Stanno piovendo in questi giorni nelle case dei cittadini le versioni rivedute e corrette delle multe recapitate nelle scorse settimane senza l’indicazione di dove potessero essere ritirate. Circa 26mila i verbali incompleti e senza firma notificati da Post-Tel, che invece di specificare la casa comunale di deposito presso la quale ritirare le contravvenzioni facevano riferimento ad una generica «Casa comunale sita in Roma».
Le Poste, cui l’amministrazione aveva affidato il servizio di stampa e spedizione delle raccomandate, hanno provveduto a riparare all’errore. Ma c’è un particolare: poiché le multe «con sorpresa» sono riferite in gran parte al mese di giugno, nel frattempo i tempi previsti dal codice della strada per la notifica delle stesse sono scaduti. Diversi verbali sono già stati recapitati fuori tempo massimo. E se la dimensione del problema dovesse avvicinarsi alle 26mila contravvenzioni iniziali, il contenzioso potenziale nei confronti del Campidoglio sarebbe di preoccupanti proporzioni.
Il perché è presto detto: se i cittadini, di fronte alle notifiche effettuate a termini scaduti, dovessero decidere di presentare altrettanti ricorsi, non solo il Comune avrebbe speso inutilmente i soldi per la stampa e la spedizione del verbale, non solo potrebbe non incassare un centesimo delle contravvenzioni elevate, ma rischierebbe - e non sarebbe la prima volta - di vedersi accollate le spese di eventuali contenziosi davanti al giudice di pace che dovesse dar torto all’amministrazione.
«Questa volta pretendiamo una spiegazione, e l’individuazione di un responsabile - affermano Gabriele Di Bella e Giancarlo Cosentino, responsabili romani della Cisl per la Polizia municipale -. Abbiamo chiesto un incontro urgente con l’amministrazione, per sollecitare una verifica in autotutela ed evitare un contenzioso potenzialmente disastroso, che potrebbe produrre un danno ai cittadini e anche un rischio di danno erariale.
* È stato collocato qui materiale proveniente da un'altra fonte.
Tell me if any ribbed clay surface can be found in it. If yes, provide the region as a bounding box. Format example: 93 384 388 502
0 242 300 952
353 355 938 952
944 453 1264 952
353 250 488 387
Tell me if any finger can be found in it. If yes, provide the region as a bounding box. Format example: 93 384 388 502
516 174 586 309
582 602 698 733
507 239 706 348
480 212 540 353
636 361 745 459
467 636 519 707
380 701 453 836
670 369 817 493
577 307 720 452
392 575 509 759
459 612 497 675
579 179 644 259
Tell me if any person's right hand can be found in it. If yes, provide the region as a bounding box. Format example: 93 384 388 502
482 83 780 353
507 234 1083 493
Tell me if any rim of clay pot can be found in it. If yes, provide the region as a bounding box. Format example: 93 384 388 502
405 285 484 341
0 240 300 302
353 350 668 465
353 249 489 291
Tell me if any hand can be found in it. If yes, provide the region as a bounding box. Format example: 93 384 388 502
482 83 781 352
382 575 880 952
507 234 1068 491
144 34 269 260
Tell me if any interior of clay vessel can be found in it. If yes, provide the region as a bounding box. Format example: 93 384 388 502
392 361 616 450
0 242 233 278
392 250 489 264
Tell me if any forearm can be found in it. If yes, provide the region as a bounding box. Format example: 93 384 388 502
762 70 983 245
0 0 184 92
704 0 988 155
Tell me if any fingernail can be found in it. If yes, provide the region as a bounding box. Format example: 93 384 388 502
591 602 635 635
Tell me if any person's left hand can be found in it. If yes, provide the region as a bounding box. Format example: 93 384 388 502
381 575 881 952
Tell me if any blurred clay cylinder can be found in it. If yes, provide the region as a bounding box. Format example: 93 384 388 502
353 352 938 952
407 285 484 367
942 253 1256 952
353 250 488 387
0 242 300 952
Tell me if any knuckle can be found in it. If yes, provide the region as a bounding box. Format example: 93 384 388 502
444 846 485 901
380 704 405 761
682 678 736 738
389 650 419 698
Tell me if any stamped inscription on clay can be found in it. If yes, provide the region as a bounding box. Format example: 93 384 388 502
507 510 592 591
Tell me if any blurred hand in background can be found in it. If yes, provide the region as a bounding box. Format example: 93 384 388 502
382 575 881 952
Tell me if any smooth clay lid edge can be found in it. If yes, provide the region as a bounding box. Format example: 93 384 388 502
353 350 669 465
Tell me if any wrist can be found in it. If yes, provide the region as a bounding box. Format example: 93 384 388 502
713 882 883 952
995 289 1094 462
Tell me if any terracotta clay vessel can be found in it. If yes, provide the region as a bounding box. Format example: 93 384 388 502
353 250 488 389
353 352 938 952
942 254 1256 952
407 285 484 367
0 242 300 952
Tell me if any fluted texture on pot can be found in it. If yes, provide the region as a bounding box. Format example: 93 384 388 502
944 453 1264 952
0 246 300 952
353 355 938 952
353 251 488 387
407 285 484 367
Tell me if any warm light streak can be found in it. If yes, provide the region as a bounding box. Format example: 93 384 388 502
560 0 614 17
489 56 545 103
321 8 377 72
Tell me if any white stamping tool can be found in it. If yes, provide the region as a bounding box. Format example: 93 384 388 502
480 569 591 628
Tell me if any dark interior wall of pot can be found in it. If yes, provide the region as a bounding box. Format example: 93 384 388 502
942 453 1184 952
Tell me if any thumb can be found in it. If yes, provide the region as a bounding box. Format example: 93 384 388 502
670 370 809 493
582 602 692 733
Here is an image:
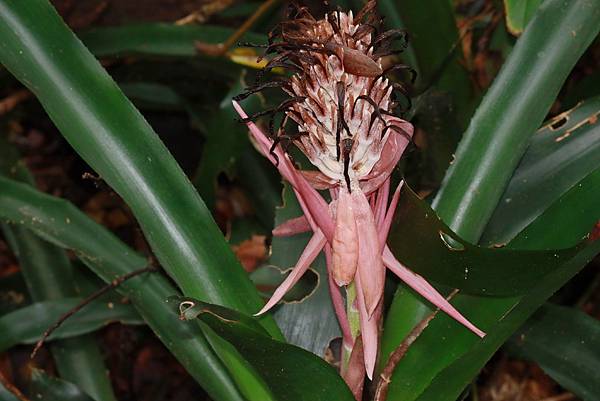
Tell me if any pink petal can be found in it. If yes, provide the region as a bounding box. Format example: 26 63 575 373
354 275 379 380
361 117 413 194
233 101 334 241
300 170 337 190
352 190 385 316
378 181 404 247
331 187 358 287
383 246 485 337
273 216 310 237
255 231 327 316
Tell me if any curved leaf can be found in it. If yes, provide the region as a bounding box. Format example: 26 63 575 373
433 0 600 242
504 0 542 35
178 301 354 401
384 0 600 401
0 137 116 401
510 168 600 249
0 298 144 352
508 304 600 401
0 0 278 333
269 185 341 355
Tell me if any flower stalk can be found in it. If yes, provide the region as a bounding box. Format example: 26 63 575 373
233 1 484 390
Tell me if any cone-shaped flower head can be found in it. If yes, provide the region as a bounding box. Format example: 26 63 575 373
234 0 483 388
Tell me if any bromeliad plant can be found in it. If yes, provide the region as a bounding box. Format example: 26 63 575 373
234 1 484 381
0 0 600 401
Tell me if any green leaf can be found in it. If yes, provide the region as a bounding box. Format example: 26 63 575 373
269 184 341 355
504 0 542 36
0 383 20 401
79 23 266 57
388 241 600 401
384 0 600 401
0 298 144 351
388 184 581 296
378 0 474 124
508 304 600 401
194 78 260 208
0 272 31 315
0 0 278 333
433 0 600 242
178 301 354 401
0 133 116 401
0 176 243 401
481 97 600 244
30 369 93 401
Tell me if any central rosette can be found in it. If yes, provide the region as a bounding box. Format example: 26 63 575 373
282 12 397 189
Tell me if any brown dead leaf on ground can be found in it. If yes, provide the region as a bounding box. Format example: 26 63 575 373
479 360 577 401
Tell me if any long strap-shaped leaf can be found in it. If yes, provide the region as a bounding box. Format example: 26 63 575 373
0 176 243 401
0 0 279 335
0 137 116 401
434 0 600 242
384 0 600 401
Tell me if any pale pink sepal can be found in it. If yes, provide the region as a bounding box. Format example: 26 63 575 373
254 231 327 316
354 275 379 380
351 191 385 317
331 188 359 287
341 336 366 401
377 180 404 248
272 216 310 237
383 246 485 337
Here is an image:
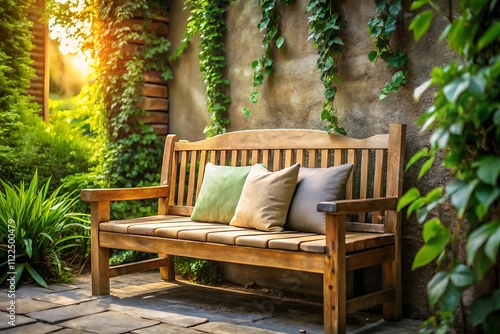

Un accordo fra le organizzazione sindacali e gli assessori Causi e Hermanin prevedeva che le notifiche a Roma fossero effettuate dai vigili urbani, anche per le multe elevate dagli altri. Gli accordi sembrano ormai una tela di Penelope, si fanno di giorno e si disfano di notte. A questo punto poniamo una domanda provocatoria: forse i vigili urbani, se avessero fatto come da accordi le notifiche, si sarebbero accorti che i termini erano scaduti?».